Did the keyboard people know exactly what they were doing when they designed this layout?

And what about Esc?
Why does escape seem like a stretch?  Way up and off in to the left?

Or does Esc sit atop everything else for a reason? 
Reading from left to right, escape comes first while control is last. 
Clearly escape is significant with its “in the beginning” placement.  But despite all escape has going for it, we so often overlook it and rarely access it. 
A shame, really.

And isn’t it interesting that control is one of just a few keys important enough to occur twice?  
The others being Alt and Shift.

The Shift key. 
To change? 
(note – I’m not going to focus on Alt as it doesn’t work as well with my analogy – though I will point out that alternate could also be defined as change so…  I hear writers call this approach Creative License 🙂

Interesting that control is dwarfed by shift (aka change). 
Shift sits over control and is significantly larger, but do we pay any attention to this fact of reality?  
How much of our lives are spent trying to controlling things vs noticing change as more significant?


And then there is the usage – shift is semantic where ctrl is efficient.  
Who cares about grammatical correcTneSs or the odd $peci@l character when control is the key to The Shortcuts!
Control is undeniably useful when it comes to getting things done.
Consider the Copy and the Paste and especially the Undo. 
You can quickly Ctrl(F)ind or I
talicize, Bold, and Underline for emphasis.  
We learn the shortcuts so our productivity increases but w
hy do we value efficiency so much?
We are always rushing to get thngs done and be more productive. But why?

I guess we all adhere to some aspect of the ‘more is better’ & ‘better is good’ concepts. 
Productivity allows us to get on to the things we really want to do.  But what is that?  What is wrong with this here and now?

Take me and my writing this for example –
Control helps me more efficiently record the blithering ideas of my delusional mind so that… what?
I can go and do what I really want to do with my time?
I spend so much of my time and energy trying to get this done so I can finally enjoy that,
only to realize I have no idea what that is! 
I’m not even sure that exists! 
I can’t be alone in this insane pattern of Control helping me get somewhere that doesn’t exist, can I?

I work to control so much of my effort towards then,
I have forgotten how to flip the switch over to now.

This is the problem with control – it creates non-existent ideas like that and then.  
These become ideas that I desire but it turns out I have no idea what they actually are!  


This and Now are different from That and Then.
This and Now are what I have. 
This and Now are what is real. 
But to accept this and now, to realize them properly, requires a Shift away from Control, an Alt way of living.

Consider this for yourself – what is the Fn of Ctrl if it creates desire instead of eliminating it?
Why bother with shortcuts if they wont get me any closer to freedom?
Is a shortcut ever needed if I am already where I want to be?

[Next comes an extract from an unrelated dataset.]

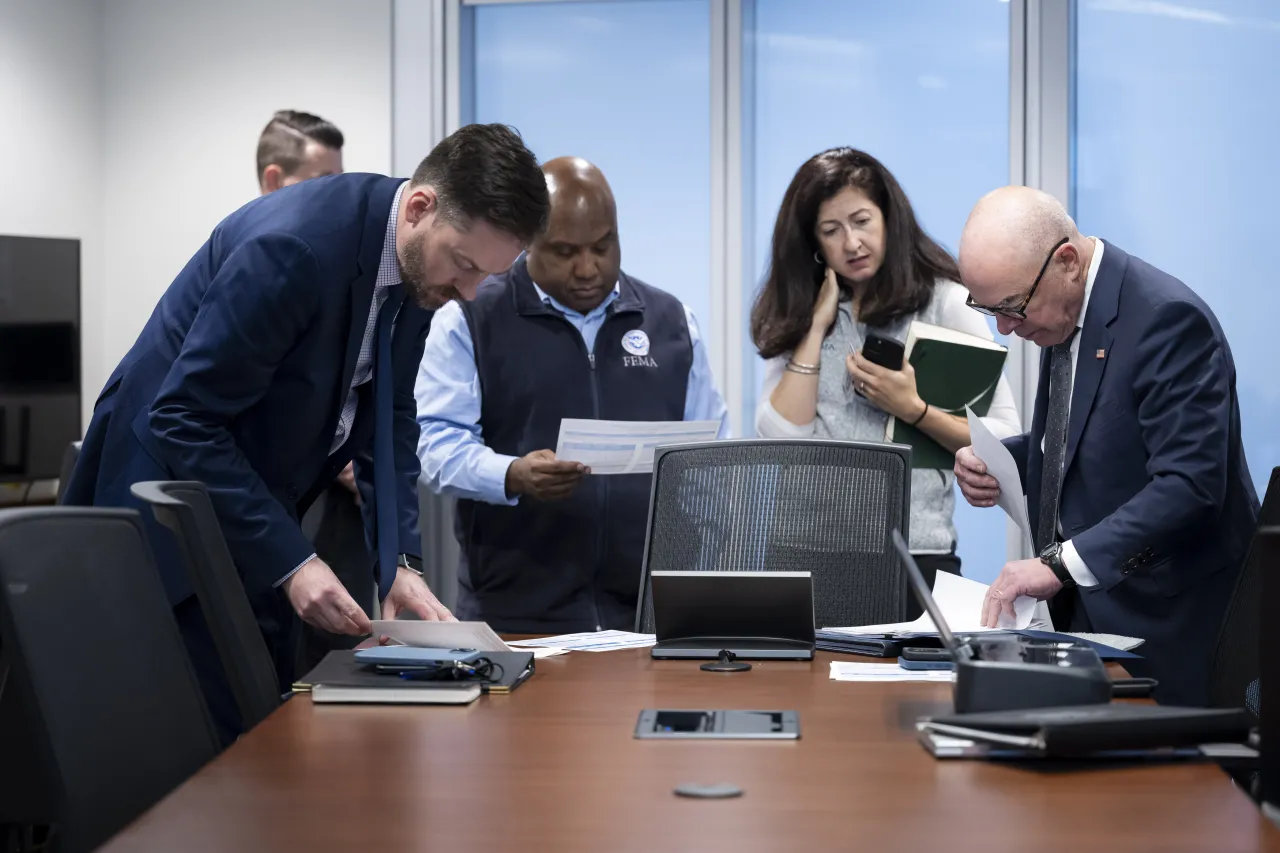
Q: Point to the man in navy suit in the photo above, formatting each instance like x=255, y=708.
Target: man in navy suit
x=288, y=346
x=1141, y=500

If I’m not comfortable being here, being in my skin, being on earth – I have a problem. 
What does control really do for me (other than create problems)? 
Could there be something else?  A different key to my existence?

In a moment of clarity I notice the most prominent key is the Space. 

Ironically, my thumb was resting on it the whole time. 
It is centered.  Balanced.  Available from the left or right. 

It is the most prominent key but unassuming.  The only key with no marks or words.  Just emptiness. 
It is the most used key – its usage structures the entire creative process and yet it seems less valued than all the other keys that produce things.   

Isn’t that interesting.

Now, I suspect you are here to read something,
so I doubt you will accept a page of just space (ie nothingness)
but take a moment to realize the importance of space.
Space is the blank page on which all other things exist. 

Noticing space (and practicing space) provides balance and is the key to an optimized experience of working with things.    


ps – if you have just come across my writings – you have Entered about ½ way down and from the right.